Siemens missed quarterly profit forecasts on Thursday and said it saw earnings flat over the full year despite finally shedding its loss-making mobile-phones unit, driving its shares down more than 3 percent. Operating profit fell by more than a quarter to 980 million euros ($1.18 billion), the German conglomerate said.
The figure missed the lowest estimate in a Reuters poll for the quarter to June as the remaining parts of Siemens's communications business and its IT services unit underperformed.
All the results and comparative figures excluded losses from the handset unit, which were listed as discontinued operations.
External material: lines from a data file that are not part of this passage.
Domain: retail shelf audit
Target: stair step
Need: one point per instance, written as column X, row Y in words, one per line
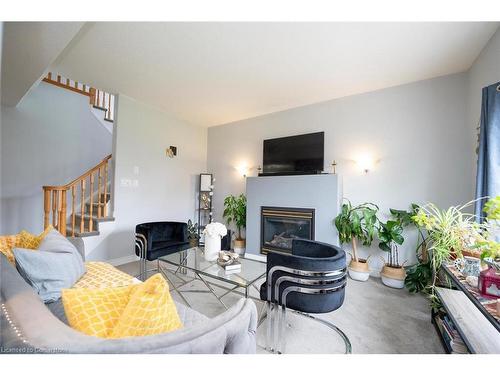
column 94, row 218
column 101, row 108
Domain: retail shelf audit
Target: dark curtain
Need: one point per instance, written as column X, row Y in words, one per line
column 488, row 162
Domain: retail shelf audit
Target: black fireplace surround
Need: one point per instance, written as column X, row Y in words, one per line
column 281, row 225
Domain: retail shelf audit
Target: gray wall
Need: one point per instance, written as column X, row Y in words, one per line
column 163, row 189
column 50, row 138
column 417, row 132
column 484, row 72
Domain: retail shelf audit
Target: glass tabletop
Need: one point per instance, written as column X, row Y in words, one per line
column 194, row 260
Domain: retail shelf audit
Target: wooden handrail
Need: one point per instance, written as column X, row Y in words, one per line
column 78, row 179
column 98, row 98
column 55, row 200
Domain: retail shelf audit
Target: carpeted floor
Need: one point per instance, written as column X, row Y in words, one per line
column 377, row 319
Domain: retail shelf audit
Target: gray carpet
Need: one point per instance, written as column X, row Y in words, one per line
column 377, row 319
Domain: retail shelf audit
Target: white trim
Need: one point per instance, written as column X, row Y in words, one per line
column 123, row 260
column 259, row 257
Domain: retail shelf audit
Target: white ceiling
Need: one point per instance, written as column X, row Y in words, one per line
column 214, row 73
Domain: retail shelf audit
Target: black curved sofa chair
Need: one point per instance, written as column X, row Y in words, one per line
column 310, row 280
column 157, row 239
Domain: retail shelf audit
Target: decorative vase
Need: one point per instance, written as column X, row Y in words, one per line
column 212, row 247
column 489, row 282
column 239, row 247
column 393, row 277
column 359, row 270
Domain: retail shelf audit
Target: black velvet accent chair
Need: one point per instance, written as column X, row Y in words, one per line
column 310, row 280
column 157, row 239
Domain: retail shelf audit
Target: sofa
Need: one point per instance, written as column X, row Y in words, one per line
column 27, row 325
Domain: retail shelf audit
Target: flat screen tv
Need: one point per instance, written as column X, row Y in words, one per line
column 299, row 154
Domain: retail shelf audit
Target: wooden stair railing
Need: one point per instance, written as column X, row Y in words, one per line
column 97, row 98
column 82, row 190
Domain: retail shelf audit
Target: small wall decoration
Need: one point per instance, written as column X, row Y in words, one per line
column 171, row 151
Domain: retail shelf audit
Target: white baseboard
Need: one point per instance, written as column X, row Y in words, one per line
column 259, row 257
column 123, row 260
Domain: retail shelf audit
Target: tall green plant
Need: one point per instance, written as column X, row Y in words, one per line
column 357, row 223
column 390, row 235
column 235, row 211
column 449, row 232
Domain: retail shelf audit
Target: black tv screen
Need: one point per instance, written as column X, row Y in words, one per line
column 299, row 154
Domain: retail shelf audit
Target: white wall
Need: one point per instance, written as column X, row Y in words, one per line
column 484, row 72
column 417, row 131
column 29, row 49
column 50, row 138
column 166, row 187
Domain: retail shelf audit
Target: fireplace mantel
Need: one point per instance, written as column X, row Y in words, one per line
column 319, row 192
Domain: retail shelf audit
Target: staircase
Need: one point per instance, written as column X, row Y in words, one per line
column 98, row 99
column 77, row 208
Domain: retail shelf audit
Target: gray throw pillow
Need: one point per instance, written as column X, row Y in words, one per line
column 54, row 266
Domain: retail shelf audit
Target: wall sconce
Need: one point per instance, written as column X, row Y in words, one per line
column 171, row 151
column 243, row 170
column 365, row 162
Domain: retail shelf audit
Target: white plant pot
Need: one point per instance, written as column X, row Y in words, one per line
column 393, row 283
column 212, row 247
column 358, row 275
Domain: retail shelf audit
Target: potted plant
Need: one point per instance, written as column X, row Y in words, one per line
column 235, row 211
column 193, row 236
column 357, row 224
column 450, row 233
column 390, row 235
column 213, row 234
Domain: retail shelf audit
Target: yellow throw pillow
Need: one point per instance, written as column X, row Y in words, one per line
column 102, row 275
column 28, row 240
column 150, row 311
column 95, row 312
column 7, row 243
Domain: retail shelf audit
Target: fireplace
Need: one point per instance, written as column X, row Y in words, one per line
column 281, row 225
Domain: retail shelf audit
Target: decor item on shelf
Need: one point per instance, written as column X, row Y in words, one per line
column 393, row 274
column 213, row 233
column 472, row 281
column 235, row 210
column 468, row 266
column 489, row 280
column 193, row 235
column 450, row 233
column 205, row 200
column 229, row 261
column 353, row 224
column 171, row 151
As well as worse-than-expected results at telecoms and IT, which were known to be problem areas, logistics unit L&A swung to a loss and posted lower sales on project charges and negative currency effects.
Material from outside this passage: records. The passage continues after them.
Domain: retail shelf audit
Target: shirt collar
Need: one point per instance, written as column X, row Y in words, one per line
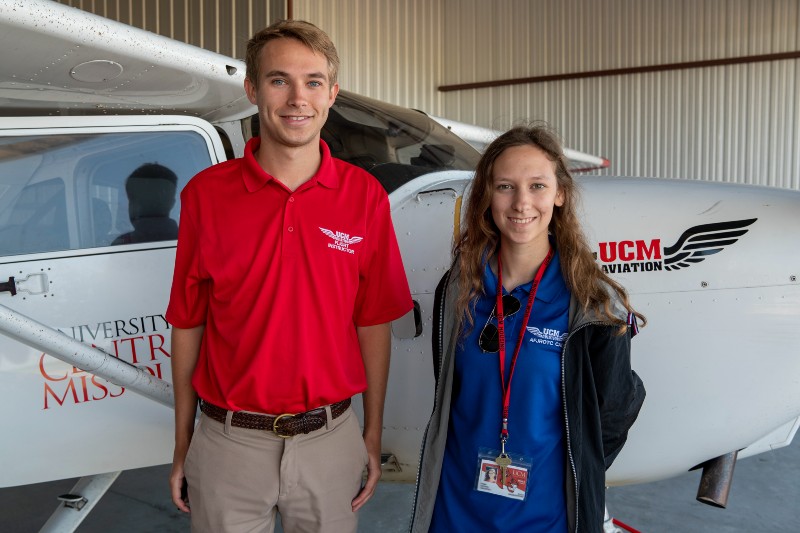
column 255, row 177
column 549, row 289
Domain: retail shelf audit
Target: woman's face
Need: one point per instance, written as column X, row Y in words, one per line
column 524, row 193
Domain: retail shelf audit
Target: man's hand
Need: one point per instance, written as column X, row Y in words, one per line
column 373, row 472
column 375, row 344
column 177, row 482
column 185, row 351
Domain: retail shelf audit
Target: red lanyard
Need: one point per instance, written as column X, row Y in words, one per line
column 502, row 333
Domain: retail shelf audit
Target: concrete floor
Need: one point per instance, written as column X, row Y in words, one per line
column 765, row 497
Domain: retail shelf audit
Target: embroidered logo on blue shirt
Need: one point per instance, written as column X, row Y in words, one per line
column 547, row 336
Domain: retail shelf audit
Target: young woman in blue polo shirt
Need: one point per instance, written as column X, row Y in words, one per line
column 533, row 340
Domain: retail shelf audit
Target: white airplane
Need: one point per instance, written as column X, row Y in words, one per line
column 85, row 101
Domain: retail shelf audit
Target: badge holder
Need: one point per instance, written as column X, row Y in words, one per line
column 489, row 475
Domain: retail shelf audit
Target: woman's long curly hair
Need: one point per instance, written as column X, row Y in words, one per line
column 480, row 238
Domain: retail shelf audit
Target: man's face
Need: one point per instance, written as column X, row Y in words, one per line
column 293, row 93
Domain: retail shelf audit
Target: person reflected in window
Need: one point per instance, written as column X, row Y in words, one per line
column 151, row 190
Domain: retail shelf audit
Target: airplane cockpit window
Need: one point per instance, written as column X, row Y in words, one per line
column 75, row 191
column 393, row 143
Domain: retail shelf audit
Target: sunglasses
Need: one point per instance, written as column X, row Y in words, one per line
column 489, row 340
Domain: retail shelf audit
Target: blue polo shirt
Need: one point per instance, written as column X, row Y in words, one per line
column 536, row 419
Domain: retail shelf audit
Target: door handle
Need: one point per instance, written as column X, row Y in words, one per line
column 9, row 286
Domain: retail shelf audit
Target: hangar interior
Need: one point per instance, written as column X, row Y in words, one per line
column 683, row 89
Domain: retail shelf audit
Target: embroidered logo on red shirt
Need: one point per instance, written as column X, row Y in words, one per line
column 341, row 241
Chief Executive Klaus Kleinfeld said he saw this year's net profit similar to last year's on a comparable basis at around 3.1 billion euros as his so-called Fit4More profit-driving programme takes time to kick in.
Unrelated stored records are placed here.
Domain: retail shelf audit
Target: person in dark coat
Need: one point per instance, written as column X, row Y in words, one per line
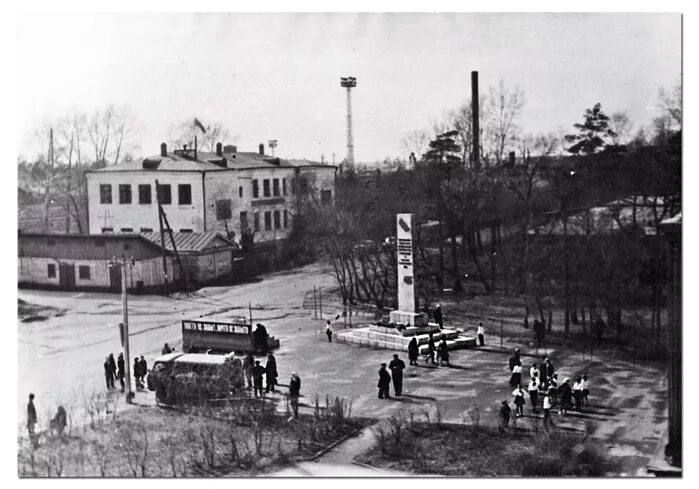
column 294, row 392
column 113, row 367
column 514, row 359
column 396, row 367
column 384, row 382
column 430, row 350
column 438, row 318
column 258, row 372
column 31, row 415
column 137, row 373
column 248, row 365
column 108, row 374
column 413, row 351
column 144, row 369
column 271, row 371
column 260, row 338
column 121, row 372
column 443, row 352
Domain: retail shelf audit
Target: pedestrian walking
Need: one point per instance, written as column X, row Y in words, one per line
column 121, row 371
column 430, row 350
column 585, row 384
column 294, row 392
column 516, row 377
column 113, row 367
column 514, row 360
column 271, row 372
column 413, row 351
column 565, row 393
column 396, row 367
column 248, row 365
column 533, row 389
column 481, row 334
column 547, row 409
column 438, row 318
column 108, row 375
column 384, row 382
column 577, row 394
column 137, row 373
column 258, row 372
column 518, row 393
column 31, row 415
column 443, row 352
column 144, row 370
column 504, row 416
column 329, row 332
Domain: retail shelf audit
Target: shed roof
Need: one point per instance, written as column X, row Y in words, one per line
column 192, row 242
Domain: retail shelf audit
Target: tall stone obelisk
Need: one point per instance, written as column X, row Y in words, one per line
column 407, row 307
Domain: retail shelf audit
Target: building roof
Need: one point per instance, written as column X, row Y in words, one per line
column 205, row 161
column 192, row 242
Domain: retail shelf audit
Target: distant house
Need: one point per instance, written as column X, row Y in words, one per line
column 227, row 191
column 82, row 262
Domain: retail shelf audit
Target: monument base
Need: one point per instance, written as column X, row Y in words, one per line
column 408, row 318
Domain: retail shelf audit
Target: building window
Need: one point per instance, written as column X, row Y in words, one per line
column 105, row 194
column 164, row 194
column 277, row 220
column 144, row 196
column 84, row 272
column 184, row 193
column 223, row 209
column 255, row 189
column 124, row 193
column 326, row 197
"Fit4More will not produce results overnight. It requires hard work," Kleinfeld told a conference call for journalists after just five of Siemens's 12 divisions hit profitability targets - fewer than in the previous quarter.
By contrast, arch-rival General Electric - the world's biggest industrial conglomerate - has said it should increase earnings by more than 10 percent this year and beyond after posting a 24-percent rise in profit last quarter.
Siemens trades at 14.5 times 2006 estimated earnings - cheaper than General Electric, which trades at 17 times, but more expensive than Dutch conglomerate Philips Electronics at 14.2 times.
The German company hopes to do better now that shareholders of Taiwanese technology group BenQ have agreed to take over its handset unit. That deal cost Siemens 300 million euros.
Siemens, formerly the world's sixth-biggest mobile handset maker, would not say how many BenQ-Siemens phones had been sold in the quarter, referring the question to BenQ. BenQ said it would not release the numbers until the deal closed, which is expected to happen at the end of this quarter.
Siemens gave no new full-year sales outlook after raising revenues by a forecast-beating 7 percent to 18.75 billion euros in the quarter and new orders by 9 percent to 19.935 billion.
It had previously said it aimed to increase sales this fiscal year to September by more than last year's 1 percent.